JUSTICE. Carole Thomas, cette femme qui avait virulemment critiqué la police de Longueuil après avoir été prétendument violée en octobre 2014, a finalement avoué que son histoire était inventée de toute pièce. Elle a même offert des excuses publiques au corps policier.
L’accusée avait de la difficulté à retenir ses larmes hier, au palais de justice de Longueuil, pendant que la procureure de la Couronne relatait comment elle avait menti aux policiers et même falsifié les résultats de son examen médico-légal afin d’obtenir une indemnisation destinée aux victimes d’actes criminels (IVAC).
Rappelons que Thomas avait porté plainte à la police le 21 octobre 2014 parce qu’elle affirmait avoir été violée la veille, à sa sortie de l’Institut de théologie pour la francophonie, sur la rue du Parc-Industriel. Le soir même, la jeune Jenique Dalcourt était assassinée sur une piste cyclable à quelques centaines de mètres de là.
Mécontente de l’avancement de l’enquête, Thomas a contacté les médias en février 2015. Elle a alors vertement critiqué le travail des policiers, nommant plusieurs enquêteurs et leur lançant des insultes.
À partir de ce moment, son histoire a été irrémédiablement liée à celle de Jenique Dalcourt. Selon la Couronne, Thomas aurait même affirmé au père de Jenique que les deux événements pourraient être liés au même suspect.
Des éléments qui clochent
Selon les faits relatés par la procureure de la Couronne, Me Julie Laborde, les enquêteurs du Service de police de l’Agglomération de Longueuil (SPAL) ont rapidement décelé des problèmes avec la plainte de Carole Thomas. Dès le 21 octobre, lorsqu’ils sont allés sur la scène du «crime», le site ne correspondait pas tout à fait à la description faite par la plaignante. Plus tard, certaines affirmations ont été contredites par les personnes interviewées par le SPAL.
En 2015, les enquêteurs ont mis la main sur le registre de ses appels téléphoniques. Les appels logés le soir du 20 octobre montrent qu’elle n’était même pas à Longueuil à ce moment et ne pouvait donc pas avoir été violée sur la rue du Parc-Industriel.
Thomas a été interrogée pendant plus d’une heure en avril 2016. Elle aurait alors avoué qu’elle n’a jamais été violée, même si elle continuait d’affirmer le contraire aux médias qui lui posaient la question.
Hier, elle s’est finalement reconnue coupable de méfait pour avoir amené les policiers à entamer une enquête alors qu’aucun crime n’a été commis. Elle s’est également reconnue coupable de fabrication et d’utilisation d’un faux document.
Excuses publiques
Les allégations lancées par Carole Thomas ont durement affecté le SPAL et les policiers impliqués dans l’affaire. En plus de l’enquête interne du corps policier, le ministère de la Sécurité publique a lancé sa propre enquête à la demande de la mairesse de Longueuil, Caroline St-Hilaire. Thomas a également déposé une plainte en déontologie policière.

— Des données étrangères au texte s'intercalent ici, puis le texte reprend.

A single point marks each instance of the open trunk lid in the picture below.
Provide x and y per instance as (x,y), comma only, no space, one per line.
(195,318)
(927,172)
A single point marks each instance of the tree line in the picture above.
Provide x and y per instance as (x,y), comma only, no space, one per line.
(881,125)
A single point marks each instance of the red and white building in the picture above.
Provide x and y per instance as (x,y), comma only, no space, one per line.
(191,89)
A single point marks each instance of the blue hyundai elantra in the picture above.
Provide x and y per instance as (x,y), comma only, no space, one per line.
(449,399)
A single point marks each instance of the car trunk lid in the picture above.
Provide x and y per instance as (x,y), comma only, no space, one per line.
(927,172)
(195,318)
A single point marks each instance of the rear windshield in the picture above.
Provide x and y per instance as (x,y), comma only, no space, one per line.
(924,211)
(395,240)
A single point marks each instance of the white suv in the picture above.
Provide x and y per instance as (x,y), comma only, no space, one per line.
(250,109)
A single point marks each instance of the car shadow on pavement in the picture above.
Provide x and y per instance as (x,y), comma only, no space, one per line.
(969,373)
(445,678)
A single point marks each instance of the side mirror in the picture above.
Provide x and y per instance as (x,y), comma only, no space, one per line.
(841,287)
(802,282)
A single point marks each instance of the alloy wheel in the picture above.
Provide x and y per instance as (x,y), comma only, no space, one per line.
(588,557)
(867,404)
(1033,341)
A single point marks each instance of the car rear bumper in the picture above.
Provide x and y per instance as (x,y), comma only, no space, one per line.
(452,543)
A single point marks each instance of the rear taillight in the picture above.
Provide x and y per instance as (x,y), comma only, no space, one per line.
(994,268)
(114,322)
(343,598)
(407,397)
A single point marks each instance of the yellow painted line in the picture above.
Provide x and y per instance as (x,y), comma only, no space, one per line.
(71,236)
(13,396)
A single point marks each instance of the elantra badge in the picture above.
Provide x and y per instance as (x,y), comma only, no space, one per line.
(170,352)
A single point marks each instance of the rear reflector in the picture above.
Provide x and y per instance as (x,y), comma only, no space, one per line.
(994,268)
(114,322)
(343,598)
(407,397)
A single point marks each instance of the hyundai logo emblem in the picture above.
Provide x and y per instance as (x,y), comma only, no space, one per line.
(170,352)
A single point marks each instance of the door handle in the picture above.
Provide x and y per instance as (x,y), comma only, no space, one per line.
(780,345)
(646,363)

De plus, cette histoire s’est mêlée aux déboires de l’enquête sur le meurtre de Jenique Dalcourt, pour laquelle le SPAL a essuyé de nombreuses critiques.
Le sergent-détective David Lelièvre et la Fraternité des policiers de Longueuil ont d’ailleurs déposé une poursuite contre Carole Thomas pour ses propos. Cette poursuite a été retirée en échange d’excuses publiques rendues aujourd’hui par le biais d’une lettre transmise aux médias.
«Je reconnais que ces propos allaient au-delà de la simple critique du travail policier et portaient atteinte à votre dignité. Je vous présente donc toutes mes excuses», lit-on dans la lettre.
Des conséquences pour les vraies victimes
Les parties ont déposé une suggestion commune de 15 mois de détention dans la communauté pour Carole Thomas, dont 5 mois assignés à résidence 24 heures sur 24.
La défense a plaidé que le processus judiciaire et les conséquences sur sa vie personnelle ont été fortement dissuasifs pour l’accusée, qui a perdu son emploi et vie maintenant au Nouveau-Brunswick. Me Julie Laborde a toutefois répliqué que Thomas «est l’architecte de son propre malheur».
«Les victimes de son geste, ce sont toutes les autres victimes d’agressions sexuelles qui vont vivre de la stigmatisation à cause de ce qu’elle a fait», a-t-elle ajouté.
Les partis se sont aussi entendus pour que Carole Thomas consulte un spécialiste pour savoir si elle souffre de troubles mentaux.
La juge a pris le dossier en délibéré et décidera le 28 octobre si elle entérine la décision des parties.
Avec la collaboration de Jos Morabito.